Loading the melons into the back foot well, I pad them with whatever I can find.
Waving farewell to Trev, I close the door.
Marco’s hair sticks up on one side, face still flushed from his snooze.
He snuggles in for a hug.
“Baby, you got five?”
“Yeah, that's all he had left.”
He pauses to do the math.
“That's almost a hundred and fifty dollars.”
“He knocked it down to one twenty. But I figured, you missed out on so many birthdays when you were little. And these ones taste so much better than the city ones so I…”
He interrupts me with a kiss.
He has a habit of doing that.
And then he starts to cry.
“Bub, what's the matter?”
I smudge a tear with my thumb.
“You love me,” sleepy Marco weeps.
“Completely,” I grin. “And I don't know how to stop.”
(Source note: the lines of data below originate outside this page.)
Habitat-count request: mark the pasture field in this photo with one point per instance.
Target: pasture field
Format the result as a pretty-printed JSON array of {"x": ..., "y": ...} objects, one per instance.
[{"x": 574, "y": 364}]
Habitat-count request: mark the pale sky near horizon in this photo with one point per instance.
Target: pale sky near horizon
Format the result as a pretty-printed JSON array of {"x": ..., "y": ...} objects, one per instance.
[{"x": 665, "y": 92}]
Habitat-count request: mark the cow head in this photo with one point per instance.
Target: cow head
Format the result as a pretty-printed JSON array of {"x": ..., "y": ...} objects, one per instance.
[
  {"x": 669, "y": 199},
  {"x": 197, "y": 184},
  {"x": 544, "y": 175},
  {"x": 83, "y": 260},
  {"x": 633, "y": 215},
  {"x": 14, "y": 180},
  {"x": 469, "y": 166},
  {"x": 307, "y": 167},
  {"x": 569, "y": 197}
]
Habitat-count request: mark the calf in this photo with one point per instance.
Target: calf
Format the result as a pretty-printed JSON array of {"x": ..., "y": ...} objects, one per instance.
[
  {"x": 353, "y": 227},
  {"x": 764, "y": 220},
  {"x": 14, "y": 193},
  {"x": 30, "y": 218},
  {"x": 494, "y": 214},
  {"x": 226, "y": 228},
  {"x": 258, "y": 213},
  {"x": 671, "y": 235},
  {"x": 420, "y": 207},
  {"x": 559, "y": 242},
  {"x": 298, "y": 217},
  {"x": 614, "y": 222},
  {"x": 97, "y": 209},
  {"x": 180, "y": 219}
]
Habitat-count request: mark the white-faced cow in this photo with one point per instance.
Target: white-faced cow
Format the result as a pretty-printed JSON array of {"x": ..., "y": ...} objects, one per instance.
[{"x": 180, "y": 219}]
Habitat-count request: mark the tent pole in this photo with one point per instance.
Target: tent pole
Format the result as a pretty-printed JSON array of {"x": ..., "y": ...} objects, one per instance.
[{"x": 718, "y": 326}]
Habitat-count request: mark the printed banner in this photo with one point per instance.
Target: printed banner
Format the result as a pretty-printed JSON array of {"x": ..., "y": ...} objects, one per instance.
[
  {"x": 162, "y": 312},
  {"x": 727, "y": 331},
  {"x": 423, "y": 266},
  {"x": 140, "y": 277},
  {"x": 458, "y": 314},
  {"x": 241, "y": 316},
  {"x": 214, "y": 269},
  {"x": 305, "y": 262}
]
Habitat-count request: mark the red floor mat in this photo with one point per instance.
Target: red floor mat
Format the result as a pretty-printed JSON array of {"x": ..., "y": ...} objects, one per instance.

Smoothing his hair, I kiss him on the forehead.
“You’re gonna be stumbling over my half empty tea cups until you’re ninety.”
“Ninety nine,” he vows.
The world dims around us.
We drive beneath our painted sky until city lights steal it away.
???
When we wake on Sunday, the stars are still faintly visible on his wrist.
But only just.
Twisting his hand in the sunlight, he traces a finger across the miniature galaxy.
“They're almost gone,” he says.
“Almost.”
“What if I want to keep them indefinitely?”
A soft smile forms on my lips.
“I might be able to help with that.”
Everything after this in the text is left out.